CRISPR-CAS9 targeting of RE1 sites. A, B, A sequence alignment of WT and snap25 RE1 site mutations (A) snap25a^sbu82 or (B) snap25b^sbu83. Black represents the genomic sequence surrounding the RE1 site. Red represents RE1 site. C, E, qPCR analysis showing fold differences relative to the RE1 mutant transcript levels (defined as 1). Significance: p < 0.05 (Student's t test). D, F, RNA whole-mount in situ hybridization with (D) snap25a probe on a Snap25a RE1 site^sbu82/+ inx or (F) snap25b probe on a snap25b RE1 site^sbu83/+ inx. White bracket or white arrow indicates ectopic expression. OV, Otic vesicle; MB, midbrain. #Genotype (p < 0.05).

Figure 8.

snap25a and snap25b RE1 site mutants are hyperactive at 6 dpf. A–F, The snap25a RE1^sbu82/sbu82 mutants (N = 24) exceeded sibling WT (N = 30) controls and snap25a RE1^sbu82/+ heterozygotes (N = 74) in (A,B) number of movements, (C,D) distance, and (E,F) duration at 6 dpf.
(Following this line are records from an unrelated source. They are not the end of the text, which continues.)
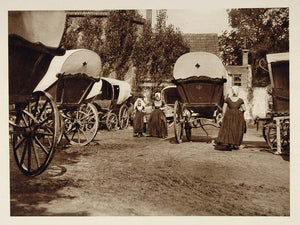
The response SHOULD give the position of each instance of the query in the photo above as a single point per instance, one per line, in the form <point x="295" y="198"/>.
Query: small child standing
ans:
<point x="138" y="121"/>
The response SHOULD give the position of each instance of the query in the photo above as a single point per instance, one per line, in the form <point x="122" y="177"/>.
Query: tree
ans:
<point x="121" y="35"/>
<point x="84" y="35"/>
<point x="261" y="30"/>
<point x="112" y="38"/>
<point x="156" y="52"/>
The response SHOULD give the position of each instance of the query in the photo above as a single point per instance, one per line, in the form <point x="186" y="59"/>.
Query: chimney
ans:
<point x="149" y="16"/>
<point x="245" y="57"/>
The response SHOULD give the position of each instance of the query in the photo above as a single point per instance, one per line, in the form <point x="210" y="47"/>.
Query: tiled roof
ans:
<point x="203" y="42"/>
<point x="97" y="13"/>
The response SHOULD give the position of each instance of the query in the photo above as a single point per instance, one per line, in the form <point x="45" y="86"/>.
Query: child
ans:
<point x="138" y="121"/>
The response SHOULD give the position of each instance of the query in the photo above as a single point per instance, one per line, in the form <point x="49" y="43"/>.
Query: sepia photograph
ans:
<point x="146" y="112"/>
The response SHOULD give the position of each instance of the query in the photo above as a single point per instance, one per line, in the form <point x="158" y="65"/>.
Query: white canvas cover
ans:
<point x="46" y="27"/>
<point x="199" y="64"/>
<point x="124" y="89"/>
<point x="72" y="62"/>
<point x="277" y="57"/>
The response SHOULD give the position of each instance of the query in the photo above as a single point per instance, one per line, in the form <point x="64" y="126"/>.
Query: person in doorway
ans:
<point x="233" y="124"/>
<point x="158" y="121"/>
<point x="138" y="120"/>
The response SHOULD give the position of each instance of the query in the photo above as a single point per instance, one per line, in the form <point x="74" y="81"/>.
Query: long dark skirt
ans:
<point x="158" y="124"/>
<point x="138" y="122"/>
<point x="232" y="128"/>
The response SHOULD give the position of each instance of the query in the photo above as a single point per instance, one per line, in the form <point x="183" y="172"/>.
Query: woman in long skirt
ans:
<point x="158" y="121"/>
<point x="138" y="121"/>
<point x="233" y="125"/>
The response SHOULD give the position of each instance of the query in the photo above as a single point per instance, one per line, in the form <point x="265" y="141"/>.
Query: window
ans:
<point x="236" y="80"/>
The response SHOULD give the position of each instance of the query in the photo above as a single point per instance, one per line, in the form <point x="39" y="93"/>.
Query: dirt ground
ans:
<point x="122" y="175"/>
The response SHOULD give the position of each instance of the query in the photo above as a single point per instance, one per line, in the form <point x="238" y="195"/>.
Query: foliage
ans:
<point x="121" y="34"/>
<point x="261" y="30"/>
<point x="84" y="35"/>
<point x="156" y="52"/>
<point x="113" y="40"/>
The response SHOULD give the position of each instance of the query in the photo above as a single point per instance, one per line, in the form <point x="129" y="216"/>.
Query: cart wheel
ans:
<point x="178" y="122"/>
<point x="188" y="131"/>
<point x="111" y="121"/>
<point x="271" y="135"/>
<point x="35" y="134"/>
<point x="81" y="126"/>
<point x="265" y="132"/>
<point x="123" y="117"/>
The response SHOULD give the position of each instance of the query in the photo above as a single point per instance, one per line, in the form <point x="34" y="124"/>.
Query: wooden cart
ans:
<point x="276" y="130"/>
<point x="112" y="99"/>
<point x="200" y="78"/>
<point x="69" y="80"/>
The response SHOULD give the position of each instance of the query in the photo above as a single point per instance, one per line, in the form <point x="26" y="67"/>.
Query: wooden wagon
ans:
<point x="199" y="78"/>
<point x="276" y="130"/>
<point x="112" y="99"/>
<point x="69" y="80"/>
<point x="34" y="37"/>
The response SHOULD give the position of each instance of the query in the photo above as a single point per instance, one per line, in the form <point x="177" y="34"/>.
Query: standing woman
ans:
<point x="138" y="120"/>
<point x="233" y="125"/>
<point x="158" y="121"/>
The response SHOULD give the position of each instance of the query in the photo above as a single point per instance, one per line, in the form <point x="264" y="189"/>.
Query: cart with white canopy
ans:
<point x="200" y="78"/>
<point x="112" y="99"/>
<point x="34" y="38"/>
<point x="276" y="130"/>
<point x="69" y="80"/>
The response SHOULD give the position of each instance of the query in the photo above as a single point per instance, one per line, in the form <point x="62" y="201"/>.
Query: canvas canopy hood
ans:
<point x="123" y="87"/>
<point x="199" y="64"/>
<point x="46" y="27"/>
<point x="75" y="61"/>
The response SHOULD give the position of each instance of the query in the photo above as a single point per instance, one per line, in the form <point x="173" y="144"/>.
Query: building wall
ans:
<point x="203" y="42"/>
<point x="260" y="102"/>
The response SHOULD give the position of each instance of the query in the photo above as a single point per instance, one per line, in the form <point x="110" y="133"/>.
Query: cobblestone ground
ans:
<point x="122" y="175"/>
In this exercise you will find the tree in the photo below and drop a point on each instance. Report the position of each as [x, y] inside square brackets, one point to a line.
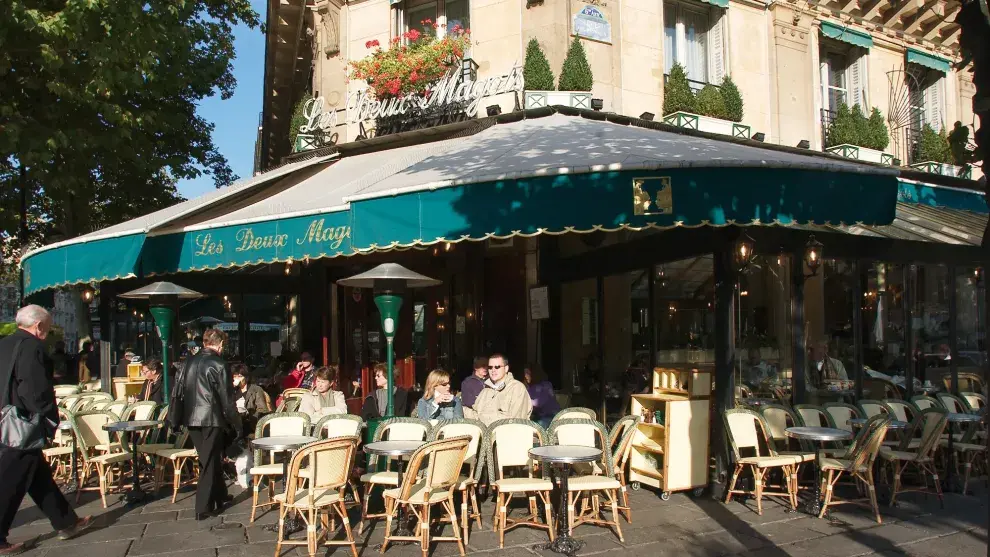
[710, 102]
[677, 94]
[877, 135]
[575, 74]
[733, 100]
[537, 74]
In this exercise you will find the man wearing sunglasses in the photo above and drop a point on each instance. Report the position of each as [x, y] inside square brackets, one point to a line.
[502, 397]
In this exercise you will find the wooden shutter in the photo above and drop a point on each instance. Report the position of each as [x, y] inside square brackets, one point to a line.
[934, 104]
[717, 60]
[857, 79]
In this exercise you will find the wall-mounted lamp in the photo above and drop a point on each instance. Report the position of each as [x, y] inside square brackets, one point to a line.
[87, 294]
[743, 253]
[813, 255]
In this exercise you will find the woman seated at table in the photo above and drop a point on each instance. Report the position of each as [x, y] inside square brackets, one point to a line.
[323, 400]
[438, 403]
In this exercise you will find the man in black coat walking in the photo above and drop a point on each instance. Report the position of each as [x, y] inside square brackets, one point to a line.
[26, 384]
[207, 408]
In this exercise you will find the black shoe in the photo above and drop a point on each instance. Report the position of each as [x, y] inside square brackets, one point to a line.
[80, 526]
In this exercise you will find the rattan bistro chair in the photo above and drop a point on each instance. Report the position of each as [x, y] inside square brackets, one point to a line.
[475, 460]
[512, 440]
[857, 462]
[931, 424]
[745, 428]
[285, 423]
[590, 487]
[329, 462]
[442, 461]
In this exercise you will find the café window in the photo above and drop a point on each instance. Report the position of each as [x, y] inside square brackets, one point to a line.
[693, 36]
[449, 15]
[843, 75]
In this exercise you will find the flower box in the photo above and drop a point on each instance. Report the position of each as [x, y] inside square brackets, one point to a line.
[707, 124]
[944, 169]
[861, 153]
[573, 99]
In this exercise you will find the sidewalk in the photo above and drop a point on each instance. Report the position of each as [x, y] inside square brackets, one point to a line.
[682, 526]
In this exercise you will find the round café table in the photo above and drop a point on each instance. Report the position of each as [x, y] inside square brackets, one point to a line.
[399, 450]
[283, 444]
[135, 495]
[560, 458]
[66, 425]
[817, 435]
[953, 419]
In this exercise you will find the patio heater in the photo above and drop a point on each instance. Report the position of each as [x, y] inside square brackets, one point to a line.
[163, 297]
[389, 281]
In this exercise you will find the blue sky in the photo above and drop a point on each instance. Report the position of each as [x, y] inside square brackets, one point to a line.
[236, 119]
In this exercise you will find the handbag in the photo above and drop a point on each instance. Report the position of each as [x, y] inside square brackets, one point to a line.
[20, 429]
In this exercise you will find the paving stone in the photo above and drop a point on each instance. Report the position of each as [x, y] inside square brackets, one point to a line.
[150, 545]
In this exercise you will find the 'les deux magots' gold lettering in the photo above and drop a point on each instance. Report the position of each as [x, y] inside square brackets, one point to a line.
[248, 241]
[334, 236]
[206, 246]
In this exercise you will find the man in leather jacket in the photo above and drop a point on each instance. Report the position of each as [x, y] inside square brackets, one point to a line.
[208, 410]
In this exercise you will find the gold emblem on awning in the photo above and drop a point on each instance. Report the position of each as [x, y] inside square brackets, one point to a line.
[652, 196]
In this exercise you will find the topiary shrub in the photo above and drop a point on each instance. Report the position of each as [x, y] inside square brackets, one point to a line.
[677, 94]
[537, 75]
[959, 145]
[575, 74]
[733, 100]
[933, 146]
[877, 136]
[843, 129]
[298, 119]
[710, 102]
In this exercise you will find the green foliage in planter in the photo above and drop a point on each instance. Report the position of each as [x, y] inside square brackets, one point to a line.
[677, 94]
[298, 119]
[575, 74]
[710, 102]
[959, 145]
[876, 135]
[843, 129]
[733, 100]
[933, 146]
[537, 74]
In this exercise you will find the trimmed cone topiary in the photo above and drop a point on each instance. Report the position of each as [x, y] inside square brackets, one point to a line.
[710, 102]
[677, 94]
[298, 119]
[933, 146]
[877, 136]
[733, 100]
[537, 75]
[575, 74]
[843, 129]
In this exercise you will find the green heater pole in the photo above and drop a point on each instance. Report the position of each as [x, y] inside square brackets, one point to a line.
[163, 324]
[388, 307]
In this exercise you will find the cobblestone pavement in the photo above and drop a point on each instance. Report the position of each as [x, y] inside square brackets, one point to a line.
[682, 526]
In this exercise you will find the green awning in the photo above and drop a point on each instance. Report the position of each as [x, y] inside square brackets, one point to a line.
[847, 35]
[928, 60]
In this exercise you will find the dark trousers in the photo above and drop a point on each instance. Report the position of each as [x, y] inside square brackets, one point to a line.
[211, 490]
[28, 472]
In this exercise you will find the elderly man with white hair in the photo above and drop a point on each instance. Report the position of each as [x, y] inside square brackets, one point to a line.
[26, 384]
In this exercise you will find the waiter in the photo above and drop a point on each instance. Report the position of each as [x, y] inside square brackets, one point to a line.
[22, 366]
[208, 410]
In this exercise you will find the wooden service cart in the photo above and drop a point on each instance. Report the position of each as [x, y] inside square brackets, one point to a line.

G–L, The snap25b RE1^sbu83/sbu83 mutant (N = 44) exceeded sibling WT (N = 37) and the snap25b RE1^sbu83/+ heterozygotes (N = 62) in (G,H) number of movements, (I,J) distance, and (K,L) duration at 6 dpf. Significance was defined using a one-way ANOVA over the entire test period; when the data were compared on per minute bases, the data were compared using two-way ANOVAs with repeated-measures designs, with genotype serving as the independent factor and time serving as the repeated measure. #Genotype (p < 0.05).

Figure 9.

Rest regulates primary motor neuron development. znp-1 immunohistochemistry on whole-mount zebrafish embryos at 56 hpf to label primary motor neurons. Confocal images were acquired from the truck using the yolk extension as a landmark (10 μm stacks). A, C, Changes in the primary motor neuron architecture are apparent in Mrest^sbu29/+ and snap25a RE1 site mutant embryos compared with controls. B, D, Significant increase in fluorescence was observed in the Mrest^sbu29/+ and snap25a RE1 site mutant. Significance was defined using the Student's t test, and control was set to 1. No changes are apparent in primary motor neuron architecture; fluorescence was observed in snap25b RE1 site mutant embryos (E,F). #Genotype (p < 0.05).